日本の鬼の本質は,凶悪な怪物という点にあるが,逆に人間に富をもたらす場合もある。その理由はいろいろと考えられるが,鬼とみなされた人々との交流,交換を通じて富を入手していたであろうということ,社会内部に生じた災厄などを鬼がその身に背負って社会の外に運び出してくれると考えていたこと,鬼は結局は敗れ去るものとされていたこと等々が,福神化した鬼の観念を支えているようである。鬼は,社会を活性化し,社会的存在としての人間の姿を浮き上がらせる人々に不可欠な存在なのであった。
→鬼(き)
鬼は各種の芸能に登場する。
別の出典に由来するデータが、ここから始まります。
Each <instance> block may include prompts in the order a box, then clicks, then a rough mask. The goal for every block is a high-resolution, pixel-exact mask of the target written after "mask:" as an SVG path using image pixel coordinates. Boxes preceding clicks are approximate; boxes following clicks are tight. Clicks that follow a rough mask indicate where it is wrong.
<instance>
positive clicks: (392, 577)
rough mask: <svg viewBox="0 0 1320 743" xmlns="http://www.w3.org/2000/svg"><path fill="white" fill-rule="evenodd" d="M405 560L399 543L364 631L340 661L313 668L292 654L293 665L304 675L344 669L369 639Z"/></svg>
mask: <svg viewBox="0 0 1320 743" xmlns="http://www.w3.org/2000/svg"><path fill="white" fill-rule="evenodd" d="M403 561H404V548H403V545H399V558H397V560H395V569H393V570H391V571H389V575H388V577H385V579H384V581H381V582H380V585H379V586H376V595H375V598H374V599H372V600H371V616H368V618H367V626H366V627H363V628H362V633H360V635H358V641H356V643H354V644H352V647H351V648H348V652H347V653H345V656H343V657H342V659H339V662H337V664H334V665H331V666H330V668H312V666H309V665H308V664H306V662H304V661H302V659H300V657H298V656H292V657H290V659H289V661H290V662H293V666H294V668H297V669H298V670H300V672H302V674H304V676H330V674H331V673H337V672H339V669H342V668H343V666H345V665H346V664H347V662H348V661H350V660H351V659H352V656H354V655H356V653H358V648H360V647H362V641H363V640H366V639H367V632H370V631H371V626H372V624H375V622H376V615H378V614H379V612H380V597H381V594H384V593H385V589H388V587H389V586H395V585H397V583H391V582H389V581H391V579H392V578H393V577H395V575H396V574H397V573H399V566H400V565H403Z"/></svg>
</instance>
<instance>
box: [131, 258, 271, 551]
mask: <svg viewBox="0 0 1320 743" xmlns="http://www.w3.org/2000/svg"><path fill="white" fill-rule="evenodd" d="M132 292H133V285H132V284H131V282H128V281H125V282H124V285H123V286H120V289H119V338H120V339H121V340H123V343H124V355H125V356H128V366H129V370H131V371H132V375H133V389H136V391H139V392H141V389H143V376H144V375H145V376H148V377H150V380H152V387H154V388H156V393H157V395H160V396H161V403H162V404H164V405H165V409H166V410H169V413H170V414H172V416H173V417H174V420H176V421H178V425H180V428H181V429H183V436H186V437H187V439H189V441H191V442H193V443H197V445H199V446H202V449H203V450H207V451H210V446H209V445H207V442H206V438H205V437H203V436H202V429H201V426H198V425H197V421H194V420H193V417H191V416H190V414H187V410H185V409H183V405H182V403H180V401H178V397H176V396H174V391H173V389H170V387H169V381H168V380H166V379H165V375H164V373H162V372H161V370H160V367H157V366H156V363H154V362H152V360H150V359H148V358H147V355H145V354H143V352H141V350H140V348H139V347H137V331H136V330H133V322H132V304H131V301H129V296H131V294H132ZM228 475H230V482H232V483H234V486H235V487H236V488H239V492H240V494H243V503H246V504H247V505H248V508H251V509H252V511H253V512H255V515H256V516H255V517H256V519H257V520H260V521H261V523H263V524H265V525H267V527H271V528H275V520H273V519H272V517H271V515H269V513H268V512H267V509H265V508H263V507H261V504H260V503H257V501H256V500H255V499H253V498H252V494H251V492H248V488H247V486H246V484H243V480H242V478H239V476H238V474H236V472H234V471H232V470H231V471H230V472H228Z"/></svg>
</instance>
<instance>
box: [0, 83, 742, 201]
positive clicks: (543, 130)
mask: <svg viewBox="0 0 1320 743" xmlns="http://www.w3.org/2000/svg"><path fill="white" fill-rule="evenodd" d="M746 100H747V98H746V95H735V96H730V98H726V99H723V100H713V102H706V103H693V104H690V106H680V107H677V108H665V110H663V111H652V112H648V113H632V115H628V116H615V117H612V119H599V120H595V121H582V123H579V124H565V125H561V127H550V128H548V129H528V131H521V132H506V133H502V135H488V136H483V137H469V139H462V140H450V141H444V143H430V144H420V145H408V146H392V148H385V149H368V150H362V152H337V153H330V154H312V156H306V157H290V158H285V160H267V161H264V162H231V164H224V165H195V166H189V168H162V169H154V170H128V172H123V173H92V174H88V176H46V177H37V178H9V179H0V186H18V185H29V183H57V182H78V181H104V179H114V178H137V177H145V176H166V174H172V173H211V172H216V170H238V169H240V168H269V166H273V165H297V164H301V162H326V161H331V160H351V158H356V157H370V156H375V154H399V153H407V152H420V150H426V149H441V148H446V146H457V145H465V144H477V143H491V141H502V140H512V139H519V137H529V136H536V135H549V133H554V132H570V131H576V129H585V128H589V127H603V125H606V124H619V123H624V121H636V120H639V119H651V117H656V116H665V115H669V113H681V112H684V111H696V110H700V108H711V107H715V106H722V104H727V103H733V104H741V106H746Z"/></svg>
鬼が登場する儀式には民間における節分(豆まき),神社・寺院における節分祭や追儺(ついな)式が著名である。追儺式の鬼追いの儀式は修正会(しゆしようえ)にとり入れられ,竜天(りようてん),毘沙門天とともに舞を舞い,竜天や参詣人に追いはらわれることで悪魔ばらいが完了し,吉祥を生ずる行事となっている。現在,愛知県豊橋市の神明社や岡崎市の滝山(たきさん)寺などに伝承されている鬼祭は,追儺の形式をとった修正会の行事と田楽・田遊(たあそび)などの行事が結びついたものである。滝山寺の旧正月7日の鬼祭は,火祭とも呼ばれ,田遊の後に鬼の面をかぶった3人(祖父面・祖母面・孫鬼)が,数十人の松明を持った若者と共に本殿の縁側を踊りまわる。
一方霊力によって悪魔をはらう鬼もある。このような鬼が登場してくるものとして愛知県北設楽郡の村々で行われている花祭がある。この祭りには榊鬼(さかきおに)が登場する。榊鬼は,祭りの当日村内の家々をめぐって悪霊をはらい,病人の悪いところを踏み,舞処(まいと)では反閇(へんばい)と称する足踏みを中心とした舞を演じて,悪霊を踏み鎮める。その他,長野県下伊那郡阿南町新野(にいの)の雪祭や同郡天竜村坂部の冬祭などにも鬼の役が出現する演目があり,まさかり・棒などの採物(とりもの)を打ち合わせて悪霊を鎮め,禰宜(ねぎ)との問答に言い負かされて退散する演出がなされている。また,佐渡の芸能として有名なものに鬼太鼓(おんでこ)がある。鬼が勇壮に舞いながら大太鼓を打ち,襲いかかる獅子をはらいのけるしぐさは,悪魔をはらい豊年祈願の意味をもつとされている。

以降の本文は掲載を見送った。